Investor sentiment remained cautious as Wall Street awaited key events that could influence the market, including an announcement from the Federal Reserve regarding interest rates and forthcoming earnings reports from major corporations. On the international front, President Donald Trump is set to meet with China’s Xi Jinping on Thursday, aimed at easing tensions between the two economic giants.
Profit reports emerging from overnight trading served as the key drivers of the day’s market movements. United Parcel Service (UPS) surged by 8% after posting stronger-than-expected earnings and forecasting a promising holiday shipping season. PayPal saw a 3.9% increase after also surpassing profit predictions and announcing plans for quarterly dividends, along with a partnership allowing users to pay via OpenAI’s ChatGPT.
Another notable mover was Skyworks Solutions, which soared 5.8% on the news of its merger with Qorvo in a cash-and-stock transaction valued at $22 billion, granting Skyworks shareholders approximately 63% ownership of the new entity. Microsoft also contributed positively to the market, rising 2% and pushing its valuation beyond $4 trillion.
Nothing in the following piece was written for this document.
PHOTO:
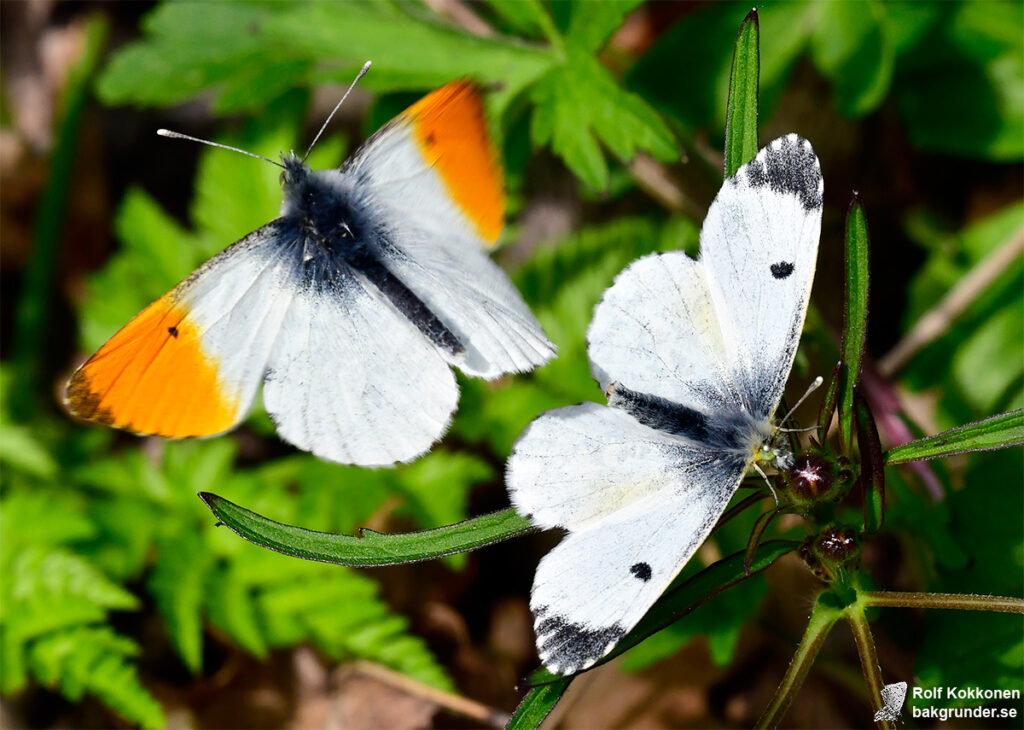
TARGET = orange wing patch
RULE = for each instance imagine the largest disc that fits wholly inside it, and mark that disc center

Conversely, Royal Caribbean experienced an 8.5% decline despite reporting a stronger profit than anticipated, as revenues fell short of expectations due to adverse weather conditions and the temporary closure of one of its destinations. Homebuilder D.R. Horton dropped 3.2% following lower-than-expected summer profits. The company’s Executive Chairman David Auld noted the continued challenges homebuyers face in an affordability crisis and the need for incentives to attract potential buyers in the upcoming fiscal year.
Amazon saw a modest gain of 1%, announcing approximately 14,000 job cuts—about 4% of its corporate workforce—as it shifts towards investing in artificial intelligence while reining in costs.
A key factor influencing market expectations is the anticipated job market slowdown, prompting speculation that the Federal Reserve may lower interest rates. This would mark the second rate cut of the year, with many analysts forecasting a further reduction in December, contingent on inflation trends.
In bond markets, the yield on the 10-year Treasury fell slightly to 3.97% from 4.01% recorded late Monday. Meanwhile, consumer confidence appeared to be slightly better than economists had predicted, but the overall impact on the market was minimal.
Closing figures reflected the optimistic trend, with the S&P 500 finishing up 15.73 points at 6,890.89, the Dow Jones Industrial Average rising by 161.78 to 47,706.37, and the Nasdaq composite advancing by 190.04 to reach 23,827.49.
While stock markets reflected varied performances abroad, U.S. stocks remained buoyed by strong corporate earnings and anticipation of favorable economic policies. As financial markets remain reactive to global trends, the outlook for investors appears cautiously optimistic amid ongoing developments.